春の風と心地よい天気が続き、GWは上着を着なくても良いと思われる程ここのところ天気が良かった。そんな週末の日曜日は小雨がパラパラと振りはじめ、気が付けば傘が無ければ濡れてしまう程の雨量に変わった。

私は、天気予報を確認せずに家を出た瞬間は雲行きが怪しいが傘の要らない天気だった。ゆっくり歩いて都心に向かうバス停に向かうとそのタイミングで雨がぱらつきだした。そして、バス停に着くと雨が衣類を薄っすらと湿りだす。

そんな中バス停にゆっくりと定年退職前後の初老のおじさんがゆっくりと近づいてきた。髪は白髪が多かったが整えられた髪型で、着ている衣服は、歳相応の落ち着いた紺色をベースに上手く纏められており、お洒落とは言い切れないが小奇麗さに好感を持てる御人だった。

その初老のおじさんが折り畳み傘を差した状態で、「傘一緒にどうですか?」と声を掛けてきた。
私がまるで友達の結婚式に行くようなジャケットとズボン、アイロン掛けされたシャツ、黒革の靴と整えていた事もあり何かを察したのだと思う。その御人の声掛けには心と言葉と顔が一致した笑顔と優しさが満ち溢れていた。

この素朴なおじさんが、社会の中で自発的な自然の優しさを積み重ねきた人物だと瞬間的に理解した。バスが来るまでは5分以内を切っていたので、私は巨体が割り込む事でおじさんが雨で濡れたり、数分間私に気を遣わせてしまうのが申し訳無いと思い、「お言葉とお気持ちは喜んで頂きます。バスも5分以内来ますので大丈夫です。有難うございます。」と返答した。

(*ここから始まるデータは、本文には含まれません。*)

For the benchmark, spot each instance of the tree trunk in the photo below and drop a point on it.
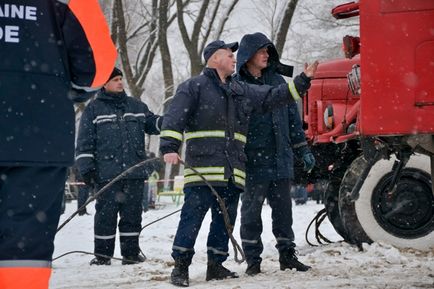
(283, 28)
(164, 50)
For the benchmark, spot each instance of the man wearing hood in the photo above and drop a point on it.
(211, 113)
(110, 140)
(272, 139)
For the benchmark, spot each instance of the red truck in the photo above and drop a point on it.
(370, 120)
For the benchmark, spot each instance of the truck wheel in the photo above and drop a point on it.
(331, 203)
(355, 232)
(405, 219)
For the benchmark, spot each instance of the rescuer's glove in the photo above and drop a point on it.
(306, 156)
(309, 161)
(89, 177)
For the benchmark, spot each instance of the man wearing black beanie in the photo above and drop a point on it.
(110, 140)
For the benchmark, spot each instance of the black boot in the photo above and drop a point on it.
(179, 276)
(100, 261)
(127, 260)
(216, 271)
(253, 269)
(288, 260)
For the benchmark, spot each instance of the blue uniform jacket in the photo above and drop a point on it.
(274, 135)
(111, 136)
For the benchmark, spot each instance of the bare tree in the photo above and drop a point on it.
(284, 23)
(204, 18)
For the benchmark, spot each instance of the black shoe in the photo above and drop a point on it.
(100, 261)
(127, 260)
(179, 276)
(253, 269)
(83, 212)
(288, 260)
(216, 271)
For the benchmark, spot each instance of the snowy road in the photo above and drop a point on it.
(334, 266)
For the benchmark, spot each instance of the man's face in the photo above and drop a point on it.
(114, 85)
(260, 59)
(225, 61)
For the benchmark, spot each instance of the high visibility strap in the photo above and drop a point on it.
(171, 133)
(213, 133)
(240, 137)
(105, 237)
(91, 18)
(213, 174)
(204, 133)
(196, 178)
(240, 181)
(293, 90)
(84, 156)
(205, 170)
(239, 173)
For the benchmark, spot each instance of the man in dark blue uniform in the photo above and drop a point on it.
(213, 112)
(271, 141)
(49, 51)
(111, 139)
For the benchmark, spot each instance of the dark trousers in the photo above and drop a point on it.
(279, 198)
(197, 202)
(123, 197)
(83, 195)
(30, 204)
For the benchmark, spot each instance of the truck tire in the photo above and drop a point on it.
(331, 203)
(355, 233)
(405, 219)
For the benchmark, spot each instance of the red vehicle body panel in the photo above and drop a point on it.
(330, 88)
(397, 67)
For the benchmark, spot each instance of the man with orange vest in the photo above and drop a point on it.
(51, 52)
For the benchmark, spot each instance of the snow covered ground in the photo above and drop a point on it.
(337, 265)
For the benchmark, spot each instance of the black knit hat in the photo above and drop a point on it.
(212, 47)
(116, 72)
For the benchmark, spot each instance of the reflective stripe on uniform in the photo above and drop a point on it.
(134, 114)
(204, 133)
(171, 133)
(156, 124)
(205, 170)
(249, 241)
(196, 178)
(296, 146)
(293, 91)
(240, 137)
(104, 117)
(214, 133)
(182, 249)
(84, 156)
(129, 234)
(239, 173)
(24, 277)
(217, 252)
(213, 174)
(105, 237)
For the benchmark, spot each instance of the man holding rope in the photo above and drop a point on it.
(213, 110)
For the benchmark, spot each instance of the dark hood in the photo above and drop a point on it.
(251, 43)
(116, 98)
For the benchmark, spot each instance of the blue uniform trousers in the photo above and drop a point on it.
(197, 202)
(123, 197)
(30, 205)
(279, 198)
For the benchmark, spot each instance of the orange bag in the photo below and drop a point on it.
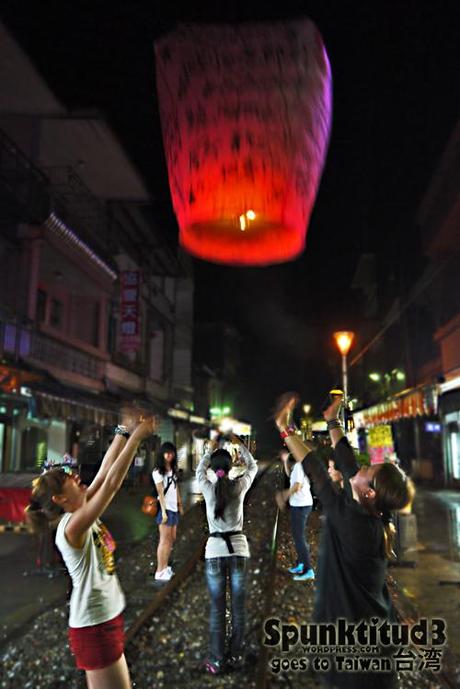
(150, 506)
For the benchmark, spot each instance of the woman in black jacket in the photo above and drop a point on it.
(357, 534)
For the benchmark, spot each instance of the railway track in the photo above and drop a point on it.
(185, 599)
(271, 592)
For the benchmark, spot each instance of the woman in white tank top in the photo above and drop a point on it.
(97, 601)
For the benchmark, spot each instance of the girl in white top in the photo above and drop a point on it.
(300, 502)
(164, 477)
(96, 628)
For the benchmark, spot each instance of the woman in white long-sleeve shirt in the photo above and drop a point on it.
(227, 550)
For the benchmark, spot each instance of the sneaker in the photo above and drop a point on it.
(298, 569)
(213, 667)
(306, 576)
(234, 662)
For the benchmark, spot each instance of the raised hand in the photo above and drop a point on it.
(284, 407)
(333, 409)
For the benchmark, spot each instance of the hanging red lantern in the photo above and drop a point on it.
(246, 114)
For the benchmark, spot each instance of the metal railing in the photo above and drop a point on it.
(23, 182)
(22, 341)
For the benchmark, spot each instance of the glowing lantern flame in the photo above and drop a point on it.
(344, 340)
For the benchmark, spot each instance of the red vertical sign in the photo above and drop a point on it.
(130, 322)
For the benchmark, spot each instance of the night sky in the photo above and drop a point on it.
(395, 68)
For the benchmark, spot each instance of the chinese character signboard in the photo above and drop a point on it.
(380, 441)
(130, 322)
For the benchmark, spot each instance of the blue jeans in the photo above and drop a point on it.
(217, 570)
(299, 516)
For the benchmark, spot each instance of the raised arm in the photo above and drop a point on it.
(162, 500)
(303, 451)
(251, 464)
(203, 466)
(129, 420)
(86, 515)
(284, 456)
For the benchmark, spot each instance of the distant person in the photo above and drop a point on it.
(96, 633)
(300, 502)
(227, 551)
(165, 479)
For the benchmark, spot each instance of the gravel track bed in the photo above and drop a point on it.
(170, 649)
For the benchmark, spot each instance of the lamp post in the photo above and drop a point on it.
(344, 340)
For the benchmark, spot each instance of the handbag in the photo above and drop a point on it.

私は16歳からアルバイトを多くしており、同じ歳の成人男性より色々な職種を通じて延べ1万人以上の方々にお会いしている。学生時代のサービス産業のアルバイト経験から人を見る目は誤りが無いと思っている自分には、非常に衝撃的だった。

本日お会いした聖人君主は、1000人に1人出会えたら良い確率だった。それが地元の寂れたバス停の身近な場所で出会えるのだから久しぶりに脳に衝撃が走った。

本当の優しさは、表情・言葉・行動全てが他人に対する思いやりと優しさを常に持っている人が、当たり前の日常なのだと感じた。そのお会いしたおじさんのお陰で、冴えない雨天の天気の中でも1日中心は清々しい晴天を維持する事ができた。聖人君主の自然の優しさは、人の気持ちを幸せにする力があるのだと感じ、そんな偉大な方が身近な場所で出会えた奇跡を感じた1日だった。